Когда до бара оставалось метров сто, я спрятался за дерево, так как клиенты заведения – преимущественно обслуга с яхт – словно только меня и ждали, чтобы превратить потасовку в настоящее сражение: в ход пошли кулаки, полетели бутылки и раздались душераздирающие вопли раненых. Я довольно долго простоял в своем укрытии за деревом, в ужасе наблюдая за кошмарным массовым побоищем, его не смогли прекратить даже прибывшие на место полицейские – их встретили с такой бешеной яростью, какой мне в жизни не доводилось видеть.

Наконец драка стала утихать, и я рискнул покинуть удобный наблюдательный пункт. Туг-то мне и вспомнилось, что где-то совсем рядом находится дом, в котором живет Грэм Грин – один из самых любимых моих писателей, автор «Настольной книги шпиона» и многих других романов про двойных агентов, запутавшихся в лабиринтах секретных служб.

Я принялся убеждать себя, что поиски его обиталища помогут мне весьма полезно и приятно скоротать время, но в этот миг я, к огромному своему изумлению, увидал, как из бара, который полицейские заперли на семь замков и где, как я был уверен, не осталось ни единой живой души, через боковую дверь вышел тучный мужчина, упакованный в роскошное красное пальто; он с торжествующим видом закурил гаванскую сигару и, улыбаясь, поглядел в сторону яхт, стоявших в порту на якоре.

На мгновение я пожалел, что рядом нет дерева, за которое можно было бы снова спрятаться, – дерево осталось далеко позади. И тут я каким-то нелепым и совершенно детским жестом поднял руки и закрыл лицо, вернее часть лица. Словно ждал, что вот-вот случится что-то ужасное, и не хотел этого видеть. Но сквозь раздвинутые пальцы я продолжал следить за тем, как тучный мужчина беспечно приближался ко мне, как он с недоумением глянул на меня и спокойно проследовал мимо.

А я принялся раздумывать над вопросом, почему повел себя таким странным манером, и мне показалось, будто загадку я разгадал. Скорее всего, в памяти у меня внезапно и подсознательно всплыл некий эпизод из романа про русских шпионов, организовавших целую цепочку заговоров. Эпизод был такой: личный советник царя сидит и спокойно курит, но миг – и картина меняется, лицо его залито кровью, он откидывается на спинку кресла, часть его головы разворочена взрывом; оказывается, в проклятой сигаре был спрятан крошечный взрывной механизм – человек взял кончик сигары в рот, и прямо во рту у него произошел взрыв.

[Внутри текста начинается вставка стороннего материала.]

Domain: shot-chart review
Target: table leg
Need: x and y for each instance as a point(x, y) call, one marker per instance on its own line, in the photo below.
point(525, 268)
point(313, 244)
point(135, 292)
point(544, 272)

Получается, что я внезапно испытал страх за тучного человека, закурившего гаванскую сигару. Поразмыслив над этим, я снова решил отыскать дом, где живет Грэм Грин. Задача оказалась куда легче, чем я ожидал, святилище писателя располагалось в двух шагах от бара. На табличке рядом с домофоном можно было прочесть его имя: красные буквы на зеленом фоне составляли простое слово «Грин».

Мне нестерпимо захотелось позвонить и выдать себя за журналиста, который явился к нему с рекомендательным письмом, допустим, от Энтони Бёрджесса. Мне нестерпимо захотелось проникнуть в дом Грина и пошпионить за ним, понаблюдать тайком за его привычками, узнать, как он живет, как пьет, что говорит, над чем смеется. Но в самый последний миг верх одержала робость, и я совершенно по-мальчишески схулиганил: трижды надавил на кнопку звонка и пустился наутек.

Я успел услышать громоподобный, ужасно сердитый голос, шедший из домофона. Мне захотелось рвануть еще быстрее, но тут случилось то, чего я в жизни не забуду: что-то просвистело совсем рядом с моим левым ухом, даже слегка его задев, – снаряд был очень метко пущен из мансарды. Это оказалась чернильница марки «Пеликан», которая, разбившись о брусчатку, залила мне брюки своим содержимым.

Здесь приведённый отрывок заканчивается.